Convolutional Neural Network (CNN), Confusion matrix, Object detection, Potholes

Abstract

Deep learning has attracted considerable interest in the previous ten years and has established itself as a leading technology in the artificial intelligence sector. In object detection based on image processing, characteristics are extracted from images, and after that, data including category, position, and motion are collected and analyzed. Object detection same goes with potholes detection. Due to the potential for crashes and injuries, potholes can be dangerous for cyclists, pedestrians, and moving automobiles. The discovery and repair of potholes may fundamentally change with the development of automated pothole detecting systems. Road repair is necessary to prevent such traffic accidents in the future. Therefore, in order to perform road maintenance, it is necessary to identify difficulties with things like potholes. The aims of this research is to identify number of potholes on asphalt or concrete roads from the images obtained for both primary and secondary data, to investigate the accuracy of the testing by using the deep learning approach which is Convolutional Neural Network (CNN) algorithm and to differentiate between normal road and potholes by evaluating them using confusion matrix which are “actual potholes”, “predicted potholes”, “actual normal” and “predicted normal”. Data collecting has been done around Universiti Teknologi Malaysia's road. Deep learning has been applied in this study is CNN (Convolutional Neural Networks), which was used as the model of this project. Results obtained are in confusion matrix which it concludes the actual number of potholes there. The actual potholes obtained were less than expected so this means more data needed if this project extended in the future. To improve and to achieve better performance of this project, data collecting can be done by adding other places so there will be more data and resolution of the images can be sharper so the results may be more accurate. To make our roadways reliable, efficient, and long-lasting, research on pothole detection is essential.

Author Biography

  • Noryanti Muhammad, Centre for Mathematical Sciences, Universiti Malaysia Pahang Al-Sultan Abdullah, Lebuh Persiaran Tun Khalil Yaakob, 26300 Kuantan, Pahang, Malaysia

    Associate Professor Ts.
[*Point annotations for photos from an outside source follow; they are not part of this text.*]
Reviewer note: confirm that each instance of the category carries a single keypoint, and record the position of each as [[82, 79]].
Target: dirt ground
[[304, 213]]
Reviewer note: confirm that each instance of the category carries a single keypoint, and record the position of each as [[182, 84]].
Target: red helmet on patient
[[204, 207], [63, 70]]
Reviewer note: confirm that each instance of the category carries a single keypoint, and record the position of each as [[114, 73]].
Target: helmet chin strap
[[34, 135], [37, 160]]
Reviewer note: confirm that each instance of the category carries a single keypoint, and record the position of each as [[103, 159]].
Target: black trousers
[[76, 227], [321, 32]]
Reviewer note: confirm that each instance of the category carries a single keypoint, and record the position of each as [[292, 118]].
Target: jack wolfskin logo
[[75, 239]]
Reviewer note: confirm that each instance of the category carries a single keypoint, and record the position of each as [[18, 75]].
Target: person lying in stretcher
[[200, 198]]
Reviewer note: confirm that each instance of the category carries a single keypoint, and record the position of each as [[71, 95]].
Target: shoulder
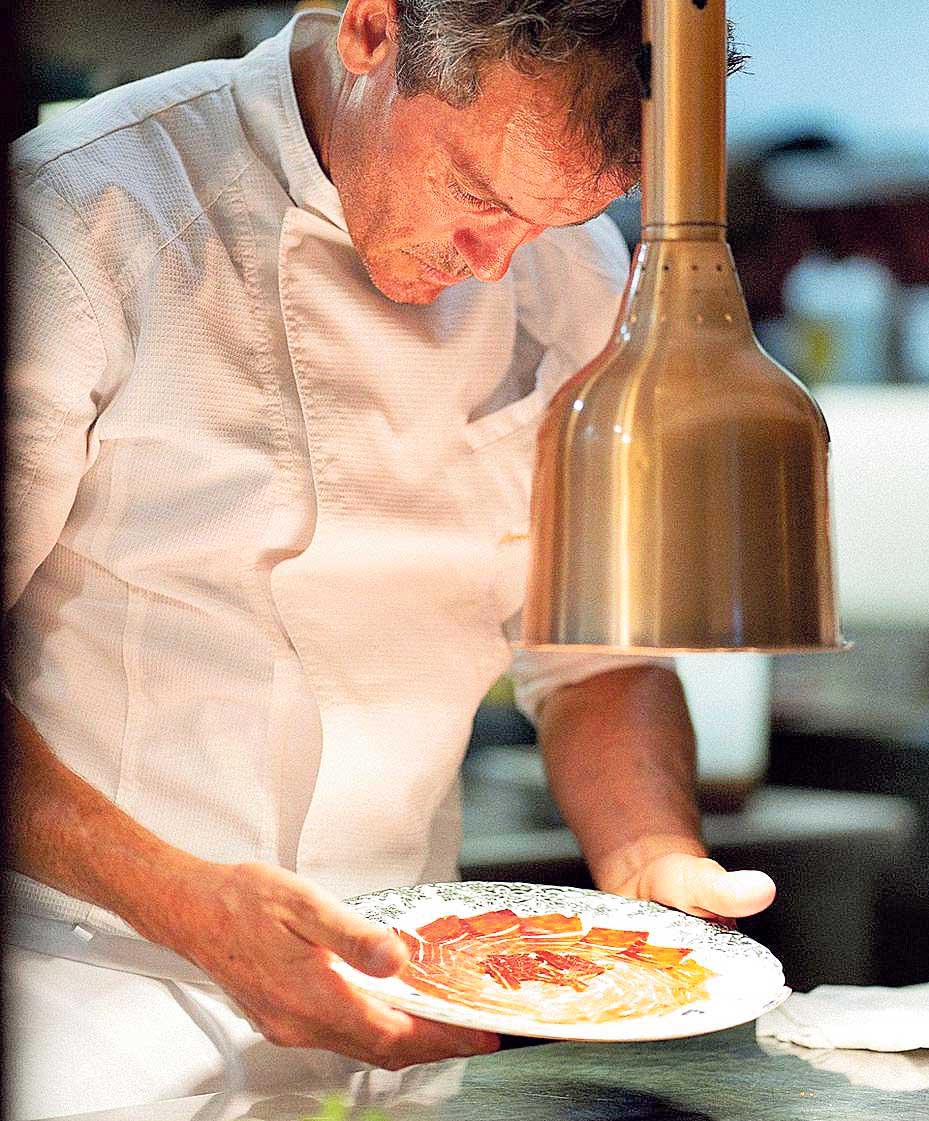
[[113, 119], [133, 166], [568, 285]]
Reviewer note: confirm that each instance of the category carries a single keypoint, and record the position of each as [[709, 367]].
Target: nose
[[488, 252]]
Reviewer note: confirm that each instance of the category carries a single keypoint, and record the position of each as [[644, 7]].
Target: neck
[[318, 82]]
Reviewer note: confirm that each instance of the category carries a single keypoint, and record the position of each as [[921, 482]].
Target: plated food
[[567, 963]]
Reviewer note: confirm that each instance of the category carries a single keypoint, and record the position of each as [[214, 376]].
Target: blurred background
[[815, 768]]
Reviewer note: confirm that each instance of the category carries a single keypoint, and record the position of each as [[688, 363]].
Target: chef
[[284, 331]]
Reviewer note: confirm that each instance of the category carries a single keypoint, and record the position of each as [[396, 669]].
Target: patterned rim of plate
[[749, 982]]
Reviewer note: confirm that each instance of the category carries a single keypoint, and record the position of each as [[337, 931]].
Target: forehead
[[517, 138]]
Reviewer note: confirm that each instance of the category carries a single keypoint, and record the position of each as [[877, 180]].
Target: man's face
[[434, 194]]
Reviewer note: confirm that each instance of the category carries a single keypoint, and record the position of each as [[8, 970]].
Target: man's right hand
[[268, 938]]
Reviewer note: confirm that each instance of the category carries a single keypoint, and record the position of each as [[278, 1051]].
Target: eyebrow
[[481, 186]]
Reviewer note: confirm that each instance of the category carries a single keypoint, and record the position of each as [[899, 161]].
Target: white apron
[[397, 605]]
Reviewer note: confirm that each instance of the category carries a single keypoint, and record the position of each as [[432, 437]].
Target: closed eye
[[481, 205]]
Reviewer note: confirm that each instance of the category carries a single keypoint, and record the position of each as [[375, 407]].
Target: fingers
[[703, 887], [361, 1027], [317, 917]]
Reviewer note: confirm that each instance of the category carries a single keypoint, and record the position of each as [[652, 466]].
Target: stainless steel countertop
[[724, 1076]]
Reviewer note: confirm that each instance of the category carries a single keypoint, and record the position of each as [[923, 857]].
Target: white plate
[[746, 979]]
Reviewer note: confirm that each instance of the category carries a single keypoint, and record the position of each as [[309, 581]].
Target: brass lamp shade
[[680, 497]]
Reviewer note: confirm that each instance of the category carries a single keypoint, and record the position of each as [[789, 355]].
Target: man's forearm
[[68, 835], [620, 754]]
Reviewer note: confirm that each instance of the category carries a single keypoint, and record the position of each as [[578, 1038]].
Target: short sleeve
[[56, 361], [537, 674]]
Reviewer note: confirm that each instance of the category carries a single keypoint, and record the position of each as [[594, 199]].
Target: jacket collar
[[271, 118]]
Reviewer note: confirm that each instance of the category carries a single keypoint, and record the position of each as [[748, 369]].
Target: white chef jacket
[[267, 528]]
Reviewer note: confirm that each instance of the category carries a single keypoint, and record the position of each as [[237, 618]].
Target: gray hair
[[444, 45]]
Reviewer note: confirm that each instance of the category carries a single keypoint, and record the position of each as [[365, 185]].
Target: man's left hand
[[687, 881]]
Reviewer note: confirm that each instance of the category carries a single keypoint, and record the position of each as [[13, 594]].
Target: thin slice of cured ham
[[545, 966]]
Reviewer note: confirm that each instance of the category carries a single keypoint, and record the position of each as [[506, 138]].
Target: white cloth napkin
[[867, 1018], [893, 1071]]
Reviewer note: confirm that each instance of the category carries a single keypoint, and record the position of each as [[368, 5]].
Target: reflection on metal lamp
[[680, 497]]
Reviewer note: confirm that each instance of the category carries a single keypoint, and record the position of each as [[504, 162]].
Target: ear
[[367, 34]]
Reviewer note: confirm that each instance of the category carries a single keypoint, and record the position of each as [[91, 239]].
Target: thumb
[[703, 887]]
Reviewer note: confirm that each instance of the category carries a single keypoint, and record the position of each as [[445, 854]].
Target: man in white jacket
[[270, 468]]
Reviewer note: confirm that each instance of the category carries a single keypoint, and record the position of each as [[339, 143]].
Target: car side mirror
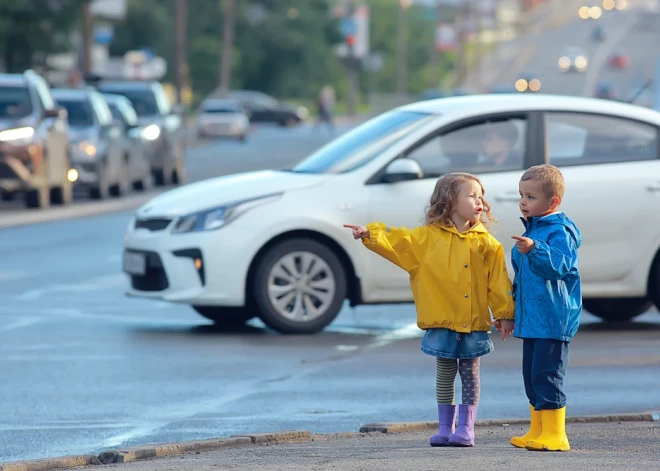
[[402, 170], [57, 112]]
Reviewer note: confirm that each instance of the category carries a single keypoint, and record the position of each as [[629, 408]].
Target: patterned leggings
[[446, 375]]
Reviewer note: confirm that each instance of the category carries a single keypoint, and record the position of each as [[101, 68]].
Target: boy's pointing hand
[[524, 244]]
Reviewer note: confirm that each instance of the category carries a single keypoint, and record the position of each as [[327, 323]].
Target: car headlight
[[215, 218], [151, 132], [86, 147], [18, 136]]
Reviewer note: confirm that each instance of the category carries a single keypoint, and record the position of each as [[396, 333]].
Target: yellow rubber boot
[[553, 432], [533, 432]]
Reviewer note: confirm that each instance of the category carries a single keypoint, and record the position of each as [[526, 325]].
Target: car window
[[481, 147], [45, 97], [584, 139], [15, 102], [364, 143], [143, 101], [79, 112], [101, 108]]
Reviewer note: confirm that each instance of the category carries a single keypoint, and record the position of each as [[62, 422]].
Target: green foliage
[[31, 29]]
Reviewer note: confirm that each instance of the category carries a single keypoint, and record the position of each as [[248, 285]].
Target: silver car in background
[[96, 143], [222, 117], [136, 146]]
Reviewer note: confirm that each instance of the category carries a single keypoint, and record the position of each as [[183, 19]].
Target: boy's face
[[533, 202]]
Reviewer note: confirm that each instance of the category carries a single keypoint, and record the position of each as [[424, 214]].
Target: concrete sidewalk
[[627, 442]]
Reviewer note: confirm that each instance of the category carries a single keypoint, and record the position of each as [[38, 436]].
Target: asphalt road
[[83, 368]]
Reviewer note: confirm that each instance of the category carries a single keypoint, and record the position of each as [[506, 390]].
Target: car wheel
[[299, 287], [617, 309], [38, 198], [225, 316]]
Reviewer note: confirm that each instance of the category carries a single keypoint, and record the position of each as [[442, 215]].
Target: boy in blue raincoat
[[548, 299]]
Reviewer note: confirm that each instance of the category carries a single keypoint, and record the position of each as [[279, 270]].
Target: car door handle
[[507, 198], [653, 188]]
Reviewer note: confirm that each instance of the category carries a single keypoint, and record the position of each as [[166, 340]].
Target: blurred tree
[[32, 29]]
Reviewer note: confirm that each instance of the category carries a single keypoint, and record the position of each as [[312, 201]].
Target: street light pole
[[180, 61], [86, 36], [227, 44], [401, 51]]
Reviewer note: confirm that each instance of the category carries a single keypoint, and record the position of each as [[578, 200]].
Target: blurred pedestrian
[[457, 272], [325, 106], [548, 296]]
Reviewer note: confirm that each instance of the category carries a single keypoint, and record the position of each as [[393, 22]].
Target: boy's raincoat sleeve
[[554, 259], [403, 247], [500, 295]]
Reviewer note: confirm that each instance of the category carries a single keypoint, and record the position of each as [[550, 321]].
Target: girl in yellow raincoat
[[457, 272]]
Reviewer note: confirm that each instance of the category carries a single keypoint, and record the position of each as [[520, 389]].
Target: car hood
[[225, 190]]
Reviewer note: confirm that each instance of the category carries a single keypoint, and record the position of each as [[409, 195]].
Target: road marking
[[95, 284], [22, 322], [599, 59], [13, 275]]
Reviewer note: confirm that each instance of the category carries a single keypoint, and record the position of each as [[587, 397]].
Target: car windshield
[[364, 143], [143, 101], [15, 102], [79, 112]]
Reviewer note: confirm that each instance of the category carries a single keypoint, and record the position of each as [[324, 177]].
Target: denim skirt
[[445, 343]]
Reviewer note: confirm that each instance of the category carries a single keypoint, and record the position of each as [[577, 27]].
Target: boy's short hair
[[552, 181]]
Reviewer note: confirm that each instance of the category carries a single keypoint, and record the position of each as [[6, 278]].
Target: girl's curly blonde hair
[[443, 199]]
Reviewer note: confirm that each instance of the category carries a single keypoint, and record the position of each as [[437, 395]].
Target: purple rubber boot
[[446, 421], [464, 435]]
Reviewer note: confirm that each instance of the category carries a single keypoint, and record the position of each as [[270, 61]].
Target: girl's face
[[469, 202]]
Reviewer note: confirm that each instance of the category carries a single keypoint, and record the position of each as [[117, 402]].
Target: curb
[[140, 453], [399, 427]]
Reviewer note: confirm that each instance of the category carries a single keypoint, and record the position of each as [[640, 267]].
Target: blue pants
[[544, 366]]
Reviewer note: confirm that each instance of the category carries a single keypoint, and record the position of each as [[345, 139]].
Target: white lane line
[[95, 284], [21, 323], [13, 275]]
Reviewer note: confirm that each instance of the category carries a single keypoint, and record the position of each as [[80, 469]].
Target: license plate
[[135, 263]]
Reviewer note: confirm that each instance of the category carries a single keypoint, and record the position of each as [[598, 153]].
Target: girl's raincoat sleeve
[[403, 247], [500, 293]]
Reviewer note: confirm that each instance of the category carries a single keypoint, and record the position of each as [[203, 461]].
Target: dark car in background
[[96, 143], [162, 126], [34, 142], [262, 108], [135, 145]]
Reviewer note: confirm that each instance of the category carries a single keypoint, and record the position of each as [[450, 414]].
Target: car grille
[[153, 224], [155, 278]]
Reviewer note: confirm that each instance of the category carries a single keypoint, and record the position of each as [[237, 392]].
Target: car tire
[[38, 198], [617, 309], [224, 316], [301, 273], [123, 186]]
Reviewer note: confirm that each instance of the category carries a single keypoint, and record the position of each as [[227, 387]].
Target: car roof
[[13, 80], [126, 85], [114, 98], [513, 102], [221, 102], [71, 93]]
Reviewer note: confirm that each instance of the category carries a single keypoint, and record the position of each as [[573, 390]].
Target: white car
[[271, 243], [223, 117], [573, 59]]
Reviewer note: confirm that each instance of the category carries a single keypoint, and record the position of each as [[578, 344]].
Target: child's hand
[[359, 232], [504, 327], [524, 244]]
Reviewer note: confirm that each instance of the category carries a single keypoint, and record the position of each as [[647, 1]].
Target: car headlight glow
[[17, 136], [215, 218], [86, 148], [151, 132]]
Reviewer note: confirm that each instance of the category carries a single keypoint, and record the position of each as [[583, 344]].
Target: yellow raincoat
[[455, 277]]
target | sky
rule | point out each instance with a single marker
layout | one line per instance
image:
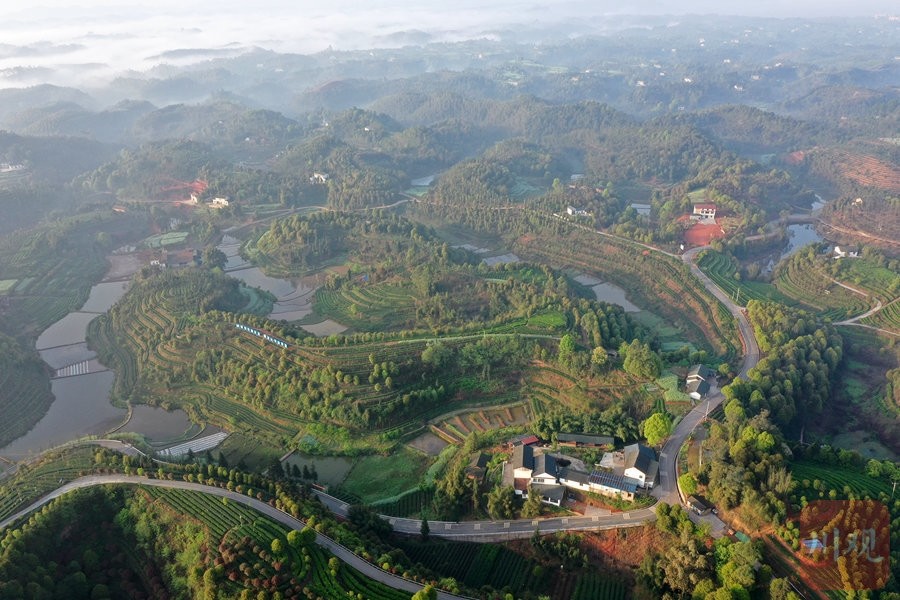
(96, 38)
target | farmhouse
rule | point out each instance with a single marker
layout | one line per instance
(477, 466)
(544, 475)
(577, 212)
(610, 484)
(578, 440)
(640, 465)
(700, 373)
(698, 381)
(698, 505)
(838, 253)
(704, 211)
(550, 494)
(697, 389)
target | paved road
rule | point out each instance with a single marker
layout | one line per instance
(485, 531)
(341, 552)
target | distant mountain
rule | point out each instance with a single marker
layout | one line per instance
(16, 100)
(112, 125)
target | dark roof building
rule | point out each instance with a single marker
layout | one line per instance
(545, 466)
(697, 389)
(700, 372)
(523, 457)
(611, 481)
(583, 439)
(641, 464)
(550, 494)
(477, 466)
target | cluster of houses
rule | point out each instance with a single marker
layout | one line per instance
(621, 474)
(216, 202)
(698, 381)
(176, 259)
(704, 212)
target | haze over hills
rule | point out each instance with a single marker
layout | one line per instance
(524, 270)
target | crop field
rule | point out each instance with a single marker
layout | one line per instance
(887, 318)
(806, 282)
(548, 386)
(378, 307)
(846, 481)
(597, 587)
(476, 564)
(375, 477)
(864, 274)
(720, 269)
(674, 397)
(56, 265)
(454, 430)
(33, 481)
(243, 536)
(164, 240)
(658, 282)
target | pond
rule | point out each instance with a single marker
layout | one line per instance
(70, 329)
(81, 408)
(800, 236)
(332, 470)
(63, 356)
(81, 402)
(607, 292)
(158, 424)
(104, 295)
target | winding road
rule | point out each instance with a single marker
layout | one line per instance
(666, 489)
(368, 569)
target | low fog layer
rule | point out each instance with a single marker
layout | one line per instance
(58, 43)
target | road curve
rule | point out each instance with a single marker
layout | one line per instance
(667, 490)
(368, 569)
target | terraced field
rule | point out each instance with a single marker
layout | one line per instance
(455, 429)
(32, 482)
(656, 282)
(380, 307)
(547, 387)
(806, 282)
(721, 270)
(887, 318)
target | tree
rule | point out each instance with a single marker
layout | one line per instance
(424, 529)
(688, 484)
(214, 258)
(533, 504)
(566, 350)
(599, 357)
(426, 593)
(641, 361)
(501, 502)
(656, 428)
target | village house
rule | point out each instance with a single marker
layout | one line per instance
(640, 465)
(698, 381)
(477, 467)
(704, 211)
(579, 440)
(698, 504)
(543, 475)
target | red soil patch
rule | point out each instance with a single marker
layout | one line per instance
(701, 235)
(794, 158)
(870, 171)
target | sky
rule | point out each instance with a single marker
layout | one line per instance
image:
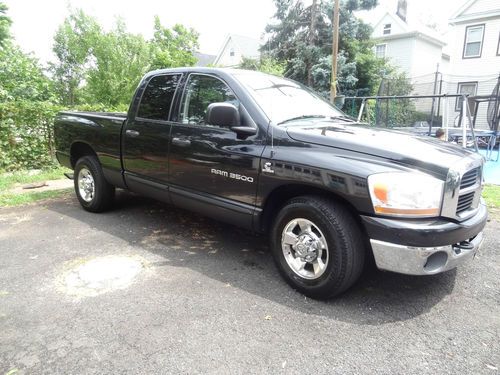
(35, 21)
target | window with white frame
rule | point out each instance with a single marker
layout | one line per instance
(473, 43)
(380, 50)
(498, 45)
(468, 88)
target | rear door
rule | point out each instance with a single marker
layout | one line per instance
(147, 134)
(211, 170)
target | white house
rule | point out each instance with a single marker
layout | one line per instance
(416, 50)
(234, 48)
(474, 53)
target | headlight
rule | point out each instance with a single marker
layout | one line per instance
(405, 194)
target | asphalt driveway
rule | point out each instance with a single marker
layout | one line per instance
(190, 295)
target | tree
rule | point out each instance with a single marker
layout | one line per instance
(5, 23)
(173, 47)
(265, 64)
(119, 59)
(104, 67)
(22, 77)
(73, 44)
(301, 37)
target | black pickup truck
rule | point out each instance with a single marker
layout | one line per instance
(267, 154)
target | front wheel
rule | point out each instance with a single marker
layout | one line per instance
(94, 193)
(317, 246)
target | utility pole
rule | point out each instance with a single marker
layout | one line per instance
(433, 100)
(335, 50)
(311, 42)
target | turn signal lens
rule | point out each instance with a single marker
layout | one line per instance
(406, 194)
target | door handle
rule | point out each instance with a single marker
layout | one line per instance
(182, 142)
(132, 133)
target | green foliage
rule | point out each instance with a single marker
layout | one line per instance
(264, 64)
(395, 112)
(95, 66)
(5, 23)
(22, 77)
(26, 134)
(120, 59)
(301, 38)
(73, 44)
(96, 70)
(173, 47)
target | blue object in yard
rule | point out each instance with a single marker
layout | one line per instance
(491, 169)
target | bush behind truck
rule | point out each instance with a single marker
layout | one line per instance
(267, 154)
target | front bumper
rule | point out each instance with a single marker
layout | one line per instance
(424, 247)
(423, 260)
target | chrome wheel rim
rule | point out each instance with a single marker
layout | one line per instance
(86, 185)
(305, 248)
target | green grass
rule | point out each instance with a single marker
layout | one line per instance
(8, 180)
(8, 200)
(491, 195)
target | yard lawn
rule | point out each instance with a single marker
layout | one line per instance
(9, 181)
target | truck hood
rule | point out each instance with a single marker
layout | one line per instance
(420, 152)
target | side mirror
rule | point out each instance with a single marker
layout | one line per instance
(222, 114)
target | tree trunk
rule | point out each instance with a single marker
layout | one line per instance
(311, 43)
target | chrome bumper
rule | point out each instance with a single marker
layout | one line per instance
(423, 260)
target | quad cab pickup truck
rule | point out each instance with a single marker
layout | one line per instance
(267, 154)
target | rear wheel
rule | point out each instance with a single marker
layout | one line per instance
(317, 246)
(94, 193)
Dr. Noryanti Muhammad is a researcher and academic at Universiti Malaysia Pahang Al-Sultan Abdullah (UMPSA), serving as an Associate Professor at the Centre for Mathematical Sciences. She previously held leadership roles as Director of the Data Management & Analytics Centre (DMAC) and the CoE for Artificial Intelligence & Data Science. She earned her Ph.D. in Mathematical Sciences from Durham University, United Kingdom, specializing in predictive inference using copula models for bivariate data. Her research covers a wide range of areas including nonparametric predictive inference (NPI), machine learning, statistical modelling, in various applications. With over 60 publications, Dr. Noryanti has been recognised with prestigious awards such as the PERSAMA Innovation Award and medals from CITReX and ITEX exhibitions. She actively serves as a reviewer for high impact journals, contributes to editorial and scientific committees, and maintains memberships in professional organizations such as the Institute Mathematical Sciences (IMS), Institute Statistical Malaysia (ISM), Persatuan Sains dan Matematik (PERSAMA), RSS, and IEEE. Dr. Noryanti has supervised numerous Ph.D. and Master’s students and contributed to consultancy projects for industries like KANEKA, Emery Oleochemicals, and KBC, focusing on analytics, risk management, and AI solutions. She collaborates widely across faculties, industries, and institutions both nationally and internationally, including organizations such as IMR, LPPKN, SSM, CSM, Credence, Abyres, HSI, HTAA, Thaksin University, and Newcastle Australia Institute of Higher Education. She is also the author of several academic books and modules and is a frequent invited speaker at conferences and workshops.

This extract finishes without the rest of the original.